The temporary makeshift setting has forced the orchestra into odd placements. In this case, maestro Emily Senturia was forced to conduct behind the staging on the left side of the action with little chance of succeeding in bringing out a pleasing rendition of Rossini’s music.
So while this season at HGO hasn’t been an ideal operatic experience, the concurrent production of “Elektra” proved that terrific opera can still be produced under such difficult circumstances. Alas, this version of “The Barber of Seville” only proved that one of the opera world’s most hilarious works can be turned into a bore.
More Questions Than Answers
Part of what I found confusing was the dark setting in the initial scenes in Seville. Visually, there was little to look at during the famed “Largo al factotum” by Figaro portrayed by baritone Lucas Meachem in his Houston debut. The American wore a brightly colored outfit with the spotlight clearly on him but his presence seemed a bit minuscule in relation to the hauntingly drab scene around him.

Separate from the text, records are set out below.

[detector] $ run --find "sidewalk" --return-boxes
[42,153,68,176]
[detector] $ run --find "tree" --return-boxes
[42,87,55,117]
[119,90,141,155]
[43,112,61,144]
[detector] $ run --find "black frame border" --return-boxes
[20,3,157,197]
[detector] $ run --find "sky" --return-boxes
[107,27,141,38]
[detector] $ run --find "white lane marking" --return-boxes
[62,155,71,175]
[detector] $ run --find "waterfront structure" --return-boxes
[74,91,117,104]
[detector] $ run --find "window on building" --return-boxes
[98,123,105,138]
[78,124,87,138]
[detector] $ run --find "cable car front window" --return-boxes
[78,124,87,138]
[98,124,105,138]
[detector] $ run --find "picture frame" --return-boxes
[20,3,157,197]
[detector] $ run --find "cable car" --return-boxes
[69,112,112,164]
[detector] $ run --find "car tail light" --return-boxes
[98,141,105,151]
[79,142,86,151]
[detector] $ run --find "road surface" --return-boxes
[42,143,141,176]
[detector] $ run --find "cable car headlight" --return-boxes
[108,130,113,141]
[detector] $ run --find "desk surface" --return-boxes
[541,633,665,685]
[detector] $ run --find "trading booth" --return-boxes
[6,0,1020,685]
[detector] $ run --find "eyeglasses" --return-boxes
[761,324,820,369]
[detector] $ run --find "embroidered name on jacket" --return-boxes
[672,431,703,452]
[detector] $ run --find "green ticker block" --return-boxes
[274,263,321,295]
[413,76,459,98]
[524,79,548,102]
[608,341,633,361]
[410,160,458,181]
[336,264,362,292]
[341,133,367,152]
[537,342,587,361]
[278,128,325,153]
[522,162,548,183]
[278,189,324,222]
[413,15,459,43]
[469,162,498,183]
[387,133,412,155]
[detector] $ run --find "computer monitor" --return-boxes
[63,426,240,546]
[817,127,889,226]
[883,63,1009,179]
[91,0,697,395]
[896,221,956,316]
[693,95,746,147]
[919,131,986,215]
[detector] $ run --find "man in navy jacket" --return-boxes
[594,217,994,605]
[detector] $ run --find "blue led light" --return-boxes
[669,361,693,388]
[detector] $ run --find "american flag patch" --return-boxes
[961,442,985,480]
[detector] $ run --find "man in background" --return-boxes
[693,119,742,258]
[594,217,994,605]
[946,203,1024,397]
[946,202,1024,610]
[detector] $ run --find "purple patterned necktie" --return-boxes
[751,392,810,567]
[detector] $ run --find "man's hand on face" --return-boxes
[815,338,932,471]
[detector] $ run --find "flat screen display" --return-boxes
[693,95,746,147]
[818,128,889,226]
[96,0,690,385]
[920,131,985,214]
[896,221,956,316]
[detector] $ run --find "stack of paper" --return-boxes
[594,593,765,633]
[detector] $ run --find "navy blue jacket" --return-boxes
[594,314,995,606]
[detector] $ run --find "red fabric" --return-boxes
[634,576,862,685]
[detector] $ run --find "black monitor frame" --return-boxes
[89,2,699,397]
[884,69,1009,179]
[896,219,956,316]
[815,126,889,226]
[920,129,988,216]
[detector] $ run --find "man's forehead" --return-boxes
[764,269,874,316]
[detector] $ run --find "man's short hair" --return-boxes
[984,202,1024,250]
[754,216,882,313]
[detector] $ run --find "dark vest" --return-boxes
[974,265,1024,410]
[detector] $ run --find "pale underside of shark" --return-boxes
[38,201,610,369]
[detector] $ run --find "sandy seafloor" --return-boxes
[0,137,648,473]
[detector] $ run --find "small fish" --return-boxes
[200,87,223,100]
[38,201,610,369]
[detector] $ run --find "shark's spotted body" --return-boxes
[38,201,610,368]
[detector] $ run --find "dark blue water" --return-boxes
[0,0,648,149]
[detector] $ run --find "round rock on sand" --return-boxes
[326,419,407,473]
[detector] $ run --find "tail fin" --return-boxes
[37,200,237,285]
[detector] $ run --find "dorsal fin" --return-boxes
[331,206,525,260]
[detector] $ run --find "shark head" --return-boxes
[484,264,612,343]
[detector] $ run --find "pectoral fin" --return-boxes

The one positive for the unusual staging was how close Meachem was to audience members in the first row who were perfectly placed to enjoy his comic machinations. I’d be curious as to how Meachem, who has performed Figaro in many places, felt about this staging as compared to other productions. His Figaro was zany and silly but Font’s production did him no favors in giving him very little of an opportunity to showcase his physical comedy skills.
Even stranger was the triangular room that represented the barbershop that would occasionally light up in Act one. I never understood what was trying to be conveyed with that or why it was so dark to begin with. When the police try to arrest Almaviva disguised as Lindoro to close Act one, the result was chaotic with very little humor.
Everyone sang his or her role very well and the vocals sparkled with moments of brilliance. There are not many times that you see a “Barber of Seville” in which the most accomplished singer is Don Basilio with the superstar bass-baritone Eric Owens helming the role in the same kind of luxury casting as when he sang Neptune last season in “Idomeneo” at the Metropolitan Opera.
The issue was more that it felt like a night of individual brilliance on the part of each singer than any kind of cohesive effort from the group, with this staging playing a role in that as well. Bass Peixin Chen was excellent in his portrayal of the madcap Dr. Bartolo, who is suspicious at every turn that Rosina will escape from his clutches. Chen was a one-man show at times with his fussing and fretting and prancing about just like Owens was when he sang his entrance aria of “La Calunnia.”
Tenor David Portillo similarly exuded hilarity as Count Almaviva with his plotting to foil the witless doctor with mezzo-soprano Sofia Selowsky as the lovely Rosina he is trying to win over. Portillo hammed it up throughout while the up and coming Selowsky sounded bright and engaging in what was her role debut. Their best work together came when Almaviva arrives disguised as Rosina’s music teacher Don Alonso with the couple all over each other in full view of the seething Bartolo.
That scene occurs on a giant pink piano that served as the focal point of the second act. It was either one extreme or the other for Font; the staging either made little sense yet when it did, the effect was like being hit on the head with a hammer rather than with any semblance of subtlety.
I would be remiss not to mention an outstanding “Il vecchiotto cerca moglie” by soprano Yelena Dyachek as Berta in an effort that made the HGO Studio Artist as worthy of being on stage as her more notable colleagues. It was yet another example of this “Barber” succeeding only as vehicles for the singers.
I haven’t even mentioned the numerous supernumeraries that were sprinkled in throughout although what they were doing or what their effect was supposed to be wasn’t clear. Staging performances in the convention center was always going to create limits as far as the sound; the distracting and indecipherable visuals had little to do with the conditions and more about a production that took the fun out of this “Barber.”